Sicché pare potersi concludere che la forma scritta sia richiesta quantomeno ai fini della spendita del vincolo negoziale nella procedura competitiva pubblica mentre, nel silenzio della norma, non sembra necessaria la data certa.

Quanto, infine, al profilo temporale, fermo quanto già dedotto circa la necessaria preesistenza del negozio all'indizione della procedura per l'affidamento dell'appalto, merita soffermarsi sulla definizione codicistica dei contratti. La norma infatti non si limita ad indicare genericamente i contratti di (rectius che abbiano ad oggetto) collaborazione, servizi o forniture ma li definisce «continuativi».

Tale aggettivo pare richiamare la stabilità del rapporto negoziale in oggetto, a dire che il vincolo tra i due contraenti deve connotarsi da una ripetitività o durata non limitata all'esecuzione del singolo appalto cui accede.
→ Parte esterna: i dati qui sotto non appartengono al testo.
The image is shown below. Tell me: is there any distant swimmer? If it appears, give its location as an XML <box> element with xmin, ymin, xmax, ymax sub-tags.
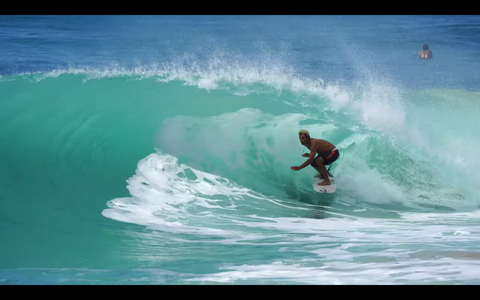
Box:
<box><xmin>418</xmin><ymin>45</ymin><xmax>432</xmax><ymax>59</ymax></box>
<box><xmin>290</xmin><ymin>129</ymin><xmax>339</xmax><ymax>185</ymax></box>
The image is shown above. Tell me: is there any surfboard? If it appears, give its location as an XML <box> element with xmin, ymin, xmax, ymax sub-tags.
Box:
<box><xmin>312</xmin><ymin>173</ymin><xmax>337</xmax><ymax>194</ymax></box>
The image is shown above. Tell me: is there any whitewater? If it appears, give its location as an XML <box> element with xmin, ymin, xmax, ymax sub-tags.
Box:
<box><xmin>0</xmin><ymin>16</ymin><xmax>480</xmax><ymax>285</ymax></box>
In favore di tale lettura è possibile richiamare, in via analogica, il disposto dell'art. 1677 c.c. che norma, all'interno del capo VIII (Libro IV, Titolo III) relativo al contratto d'appalto, la «prestazione continuativa o periodica di servizi» rinviando, proprio in ragione della stabilità del vincolo (come chiarito nella Relazione al Codice), (anche) alle disposizioni sul contratto di somministrazione in quanto compatibili.

In conclusione

La presunzione introdotta con la novella del 2017 ha quindi individuato, ai fini pubblicistici, una nuova (e singolare) categoria di negozi d'impresa caratterizzata dall'estrema ampiezza dell'ambito applicativo e potenzialmente idonea ad eludere la stringente normativa sul subappalto sedimentatasi da decenni nell'ordinamento nazionale, innanzi alla quale la (prima) giurisprudenza pare avere adottato (quasi unanimemente) un'interpretazione restrittiva.
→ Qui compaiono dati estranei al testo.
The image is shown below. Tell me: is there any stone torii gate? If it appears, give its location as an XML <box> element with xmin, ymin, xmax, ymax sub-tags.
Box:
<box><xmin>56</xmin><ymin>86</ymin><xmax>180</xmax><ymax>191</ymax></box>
Dal sintetico disposto legislativo può tuttavia desumersi che i negozi de quibus costituiscono una (nuova) categoria di contratti d'impresa non riconducibile, nonostante la collocazione sistematica della norma, nel genus dei subcontratti, giacché i contratti continuativi ontologicamente non presentano alcun collegamento genetico o funzionale con il contratto d'appalto pubblico (al quale devono preesistere e ben possono sopravvivere) e presentano una disciplina difforme con riferimento all'onere di comunicarli alla stazione appaltante, tanto rispetto al profilo temporale quanto contenutistico.

Infatti il secondo comma dell'art. 105 dispone l'onere per l'operatore economico di “comunicare” alla stazione appaltante, «prima dell'inizio della prestazione», taluni elementi del subcontratto (il nome del sub-contraente, l'importo del sub-contratto, l'oggetto e le eventuali modifiche a tali informazioni).
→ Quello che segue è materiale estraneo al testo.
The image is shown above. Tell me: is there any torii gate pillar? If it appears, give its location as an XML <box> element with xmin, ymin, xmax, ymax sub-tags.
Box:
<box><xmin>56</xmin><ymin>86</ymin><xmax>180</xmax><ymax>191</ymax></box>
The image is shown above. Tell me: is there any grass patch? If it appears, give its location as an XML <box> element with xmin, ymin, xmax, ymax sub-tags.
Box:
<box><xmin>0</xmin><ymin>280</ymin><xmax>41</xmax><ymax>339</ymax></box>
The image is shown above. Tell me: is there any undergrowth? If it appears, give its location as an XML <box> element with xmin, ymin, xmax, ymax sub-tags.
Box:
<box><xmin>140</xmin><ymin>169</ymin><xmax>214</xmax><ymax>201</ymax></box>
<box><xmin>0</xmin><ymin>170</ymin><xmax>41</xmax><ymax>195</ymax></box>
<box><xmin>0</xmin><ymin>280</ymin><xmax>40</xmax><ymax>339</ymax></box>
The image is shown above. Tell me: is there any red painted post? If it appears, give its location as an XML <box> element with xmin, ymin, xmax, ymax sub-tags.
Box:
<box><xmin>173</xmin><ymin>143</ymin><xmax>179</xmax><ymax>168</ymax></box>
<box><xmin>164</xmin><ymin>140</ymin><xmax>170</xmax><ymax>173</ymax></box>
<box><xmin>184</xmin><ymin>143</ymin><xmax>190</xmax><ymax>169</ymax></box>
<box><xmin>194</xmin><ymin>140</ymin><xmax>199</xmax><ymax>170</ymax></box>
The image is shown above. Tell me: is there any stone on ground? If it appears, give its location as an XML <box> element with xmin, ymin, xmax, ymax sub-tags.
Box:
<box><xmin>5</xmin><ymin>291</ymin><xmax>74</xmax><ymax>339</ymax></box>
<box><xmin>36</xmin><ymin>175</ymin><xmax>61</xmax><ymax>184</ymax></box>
I contratti continuativi, invece, sono soggetti ad un più “gravoso” onere di deposito del titolo presso la stazione appaltante, da effettuarsi non entro il termine dell'inizio dell'esecuzione bensì «prima o contestualmente alla sottoscrizione del contratto di appalto».

Alla luce di quanto esposto, quindi, si propone di qualificare i contratti continuativi come un tertium genus all'interno della disciplina dell'esecuzione dei contratti pubblici che si affianca a quella dei subcontratti (e, a fortiori, del subappalto).